Once she searched for one book she had heard about on her daughter’s school tablet, the app began making other recommendations using its algorithm. 

“In a lot of this young adult fiction, some of these authors are making really easy money writing books about polyamorous relationships or love triangles involving same-sex relationships,” she said. “Now the algorithm reads that you’re interested in polyamorous relationships and homosexuality. So it begins suggesting other young adult fiction that you might like.” 

She also recounted the pressure for children to start using social media for school assignments. 

“You’re telling kids, ‘Social media is bad for you, but in our classroom group for this project we’re working on, we’re only communicating through Snapchat,’” she said. “So we kind of had to get our daughter a device because that’s where the communication was happening with the school.” 

This mom decided to withdraw her children from the school in December 2021 when she discovered a school official, doing her practicum in social work, had been seeing her daughter without parental knowledge or consent. 

“I think she was 23-years-old,” she said. “She had been pulling our daughter out of class and meeting her without notifying us.
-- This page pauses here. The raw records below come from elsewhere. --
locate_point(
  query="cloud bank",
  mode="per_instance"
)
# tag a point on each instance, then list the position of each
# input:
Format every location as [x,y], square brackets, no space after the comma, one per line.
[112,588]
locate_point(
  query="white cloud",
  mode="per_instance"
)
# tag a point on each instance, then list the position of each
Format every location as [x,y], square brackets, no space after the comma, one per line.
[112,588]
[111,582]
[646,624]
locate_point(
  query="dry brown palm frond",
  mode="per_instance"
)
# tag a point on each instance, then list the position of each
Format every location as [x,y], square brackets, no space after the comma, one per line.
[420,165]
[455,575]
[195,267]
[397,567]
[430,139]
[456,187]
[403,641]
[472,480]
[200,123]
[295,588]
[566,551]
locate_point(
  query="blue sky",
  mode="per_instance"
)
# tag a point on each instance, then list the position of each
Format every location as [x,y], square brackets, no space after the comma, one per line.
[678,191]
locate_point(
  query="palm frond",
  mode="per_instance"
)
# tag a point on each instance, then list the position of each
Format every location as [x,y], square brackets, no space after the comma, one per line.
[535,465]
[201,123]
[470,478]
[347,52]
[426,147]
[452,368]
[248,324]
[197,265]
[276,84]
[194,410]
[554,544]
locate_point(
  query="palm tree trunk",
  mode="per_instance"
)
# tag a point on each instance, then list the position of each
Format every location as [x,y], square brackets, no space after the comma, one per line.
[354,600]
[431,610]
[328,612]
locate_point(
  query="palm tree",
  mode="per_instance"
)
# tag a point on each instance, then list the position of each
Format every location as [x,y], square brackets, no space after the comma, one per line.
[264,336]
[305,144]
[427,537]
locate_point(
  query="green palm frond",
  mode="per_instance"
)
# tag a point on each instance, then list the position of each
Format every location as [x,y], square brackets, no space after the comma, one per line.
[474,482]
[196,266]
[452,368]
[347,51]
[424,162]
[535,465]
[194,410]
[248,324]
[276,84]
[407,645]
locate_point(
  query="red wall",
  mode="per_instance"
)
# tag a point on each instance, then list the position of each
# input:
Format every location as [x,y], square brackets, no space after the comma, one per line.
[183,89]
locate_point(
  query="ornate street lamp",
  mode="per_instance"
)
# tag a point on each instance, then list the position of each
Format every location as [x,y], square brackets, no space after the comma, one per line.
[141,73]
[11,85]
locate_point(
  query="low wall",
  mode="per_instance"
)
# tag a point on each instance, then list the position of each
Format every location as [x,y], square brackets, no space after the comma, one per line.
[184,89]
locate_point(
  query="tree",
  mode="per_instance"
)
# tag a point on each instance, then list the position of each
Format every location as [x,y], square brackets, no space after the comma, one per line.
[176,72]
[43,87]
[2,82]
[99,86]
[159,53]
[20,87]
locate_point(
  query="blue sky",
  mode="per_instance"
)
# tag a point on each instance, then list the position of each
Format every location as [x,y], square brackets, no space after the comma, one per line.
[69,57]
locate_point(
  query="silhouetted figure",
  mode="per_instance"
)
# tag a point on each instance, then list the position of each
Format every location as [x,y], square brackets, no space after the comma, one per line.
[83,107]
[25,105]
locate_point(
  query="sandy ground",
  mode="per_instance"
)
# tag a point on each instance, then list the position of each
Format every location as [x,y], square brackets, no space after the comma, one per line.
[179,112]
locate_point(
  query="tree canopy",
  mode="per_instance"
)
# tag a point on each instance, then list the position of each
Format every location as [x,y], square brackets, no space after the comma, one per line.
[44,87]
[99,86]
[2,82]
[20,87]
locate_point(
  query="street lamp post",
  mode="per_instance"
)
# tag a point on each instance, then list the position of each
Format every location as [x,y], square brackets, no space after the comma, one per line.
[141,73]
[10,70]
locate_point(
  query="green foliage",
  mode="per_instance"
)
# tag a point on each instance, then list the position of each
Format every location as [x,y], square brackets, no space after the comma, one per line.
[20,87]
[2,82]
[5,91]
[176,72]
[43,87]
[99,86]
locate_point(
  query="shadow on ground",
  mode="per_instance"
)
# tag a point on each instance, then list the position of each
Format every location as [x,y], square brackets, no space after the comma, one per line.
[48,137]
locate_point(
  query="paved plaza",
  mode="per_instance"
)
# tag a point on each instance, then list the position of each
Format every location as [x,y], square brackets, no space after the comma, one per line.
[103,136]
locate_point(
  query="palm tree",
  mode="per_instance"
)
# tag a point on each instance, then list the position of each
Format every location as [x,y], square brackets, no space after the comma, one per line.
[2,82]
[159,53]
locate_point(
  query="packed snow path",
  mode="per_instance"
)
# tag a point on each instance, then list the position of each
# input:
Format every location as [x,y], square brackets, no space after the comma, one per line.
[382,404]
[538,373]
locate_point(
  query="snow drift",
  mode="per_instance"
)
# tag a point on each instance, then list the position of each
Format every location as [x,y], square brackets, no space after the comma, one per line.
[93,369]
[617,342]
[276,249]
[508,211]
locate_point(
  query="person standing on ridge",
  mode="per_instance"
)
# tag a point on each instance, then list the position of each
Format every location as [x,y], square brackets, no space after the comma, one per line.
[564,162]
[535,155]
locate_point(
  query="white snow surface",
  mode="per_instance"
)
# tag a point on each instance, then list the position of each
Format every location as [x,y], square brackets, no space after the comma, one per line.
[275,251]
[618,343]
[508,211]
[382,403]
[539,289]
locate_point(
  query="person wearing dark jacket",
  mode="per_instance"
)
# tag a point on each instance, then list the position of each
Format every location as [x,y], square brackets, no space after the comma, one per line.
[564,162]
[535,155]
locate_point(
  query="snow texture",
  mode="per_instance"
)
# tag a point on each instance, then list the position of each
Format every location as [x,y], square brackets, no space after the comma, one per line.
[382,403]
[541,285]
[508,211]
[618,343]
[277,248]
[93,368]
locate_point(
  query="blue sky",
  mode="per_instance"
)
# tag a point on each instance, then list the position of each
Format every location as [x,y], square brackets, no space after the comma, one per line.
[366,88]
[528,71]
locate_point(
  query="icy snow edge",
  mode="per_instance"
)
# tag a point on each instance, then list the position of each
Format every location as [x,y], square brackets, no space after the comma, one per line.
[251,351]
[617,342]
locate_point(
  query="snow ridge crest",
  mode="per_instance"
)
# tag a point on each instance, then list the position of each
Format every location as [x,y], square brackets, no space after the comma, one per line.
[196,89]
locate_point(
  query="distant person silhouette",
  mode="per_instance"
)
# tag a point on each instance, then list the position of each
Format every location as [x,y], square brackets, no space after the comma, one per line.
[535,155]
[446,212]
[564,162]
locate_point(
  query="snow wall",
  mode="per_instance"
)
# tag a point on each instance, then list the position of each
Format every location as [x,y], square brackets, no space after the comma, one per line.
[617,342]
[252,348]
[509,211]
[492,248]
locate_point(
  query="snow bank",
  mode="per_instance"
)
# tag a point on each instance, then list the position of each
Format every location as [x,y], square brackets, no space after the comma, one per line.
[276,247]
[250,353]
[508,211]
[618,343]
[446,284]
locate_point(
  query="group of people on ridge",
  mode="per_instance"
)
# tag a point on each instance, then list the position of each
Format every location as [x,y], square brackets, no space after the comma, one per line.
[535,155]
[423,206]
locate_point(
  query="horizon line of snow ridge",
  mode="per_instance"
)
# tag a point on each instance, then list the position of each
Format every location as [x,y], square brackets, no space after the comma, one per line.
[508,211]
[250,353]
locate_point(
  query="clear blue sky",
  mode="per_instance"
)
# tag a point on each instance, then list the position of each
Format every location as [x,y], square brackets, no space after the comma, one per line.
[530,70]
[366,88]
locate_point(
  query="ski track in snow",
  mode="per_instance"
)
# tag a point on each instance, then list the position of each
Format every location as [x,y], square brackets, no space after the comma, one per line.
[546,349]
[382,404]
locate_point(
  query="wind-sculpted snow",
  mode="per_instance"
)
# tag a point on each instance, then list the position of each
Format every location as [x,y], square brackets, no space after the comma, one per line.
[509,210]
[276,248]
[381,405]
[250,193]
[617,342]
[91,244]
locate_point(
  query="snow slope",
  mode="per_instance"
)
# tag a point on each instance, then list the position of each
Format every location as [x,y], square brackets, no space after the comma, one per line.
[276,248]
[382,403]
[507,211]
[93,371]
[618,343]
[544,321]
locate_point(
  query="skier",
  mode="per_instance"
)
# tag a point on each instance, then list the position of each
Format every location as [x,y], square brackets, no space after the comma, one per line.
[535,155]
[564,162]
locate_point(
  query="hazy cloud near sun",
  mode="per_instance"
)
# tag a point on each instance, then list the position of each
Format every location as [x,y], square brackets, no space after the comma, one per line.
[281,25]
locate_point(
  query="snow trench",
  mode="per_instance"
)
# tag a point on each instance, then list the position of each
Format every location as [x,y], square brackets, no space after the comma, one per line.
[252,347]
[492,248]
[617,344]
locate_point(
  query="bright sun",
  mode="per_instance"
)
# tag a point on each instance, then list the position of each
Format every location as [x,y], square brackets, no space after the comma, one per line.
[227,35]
So that’s when we pulled them.” 

Her daughter is now doing much better at an area private school that limits student access to technology and allows school devices to align with parental controls at home, she said. 

“At public school, you have no recourse,” she said. “You’re standing up against an institution that really wants you to shut up. They don’t want to answer your questions, they want to put it back on you or talk in circles.” 

If even one family can learn from her experiences, sharing her story will have been worth it, she said. 

“These are children. Once you open the door to this stuff, you’ve robbed them of something that you cannot get back,” she said. “What I want is for other parents to have this information so they can better protect their kids.”